The gold-standard tool for clinical observation is called the ADOS-2, a semi-structured assessment where a clinician interacts with and observes the person being evaluated. It’s widely used in children’s services but less common in adult services. In some adult diagnostic programs in Scotland, 80 to 90 percent of people referred for assessment do turn out to be autistic, suggesting that by the time an adult suspects they’re on the spectrum, they’re usually right. In those cases, the ADOS-2 isn’t always necessary to reach a diagnosis; a thorough clinical interview and developmental history can be sufficient.
Autism and Mental Health Overlap
While autism itself isn’t a mental illness, autistic people experience mental health conditions at very high rates. Roughly 70 percent of individuals with autism have at least one co-occurring psychiatric condition, and about 40 percent have two or more.
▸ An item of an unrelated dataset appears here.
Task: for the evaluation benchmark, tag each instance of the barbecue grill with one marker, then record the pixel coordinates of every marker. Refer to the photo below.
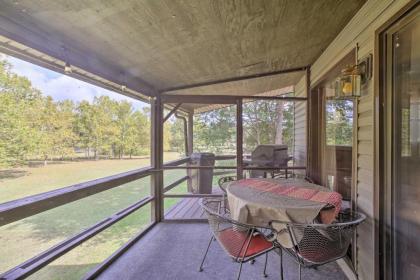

The most common is ADHD, with a pooled prevalence around 28 percent. Anxiety disorders affect an estimated 42 percent of autistic people over their lifetime, and depression affects about 37 percent. Schizophrenia spectrum disorders are the least common co-occurrence, at around 4 percent.
These aren’t features of autism itself. They’re separate conditions that autistic people are more vulnerable to, often because of the stress of navigating a world not designed for how their brains work. Recognizing this distinction is important: treating anxiety in an autistic person requires understanding that the autism isn’t the problem to fix, while the anxiety might be.
Why the Classification Affects Insurance
Whether autism is treated as a developmental condition or a mental health condition has real financial consequences. Private insurance plans have historically excluded coverage for some autism-related services, particularly behavioral treatments, and some have excluded autism coverage altogether. As of 2013, 31 states had passed mandates requiring private insurers to cover diagnostic and treatment services for autism, but the details vary significantly.
Some state mandates include mental health parity language, meaning insurers must cover autism services with the same cost-sharing they apply to medical services. Others don’t. And because it’s often unclear whether autism services count as educational, medical, or habilitative, families frequently face disputes over whether their insurance or their child’s school district should be covering specific supports. The ambiguity in autism’s classification, sitting at the intersection of development, neurology, and mental health, directly feeds this confusion.
Mental health parity laws, which require equal coverage for psychiatric and medical services, sometimes include autism and sometimes don’t, depending on whether the law covers all psychiatric diagnoses or only a specified list. Even when these laws technically apply, research has found little measurable effect on actual access to services for autistic individuals.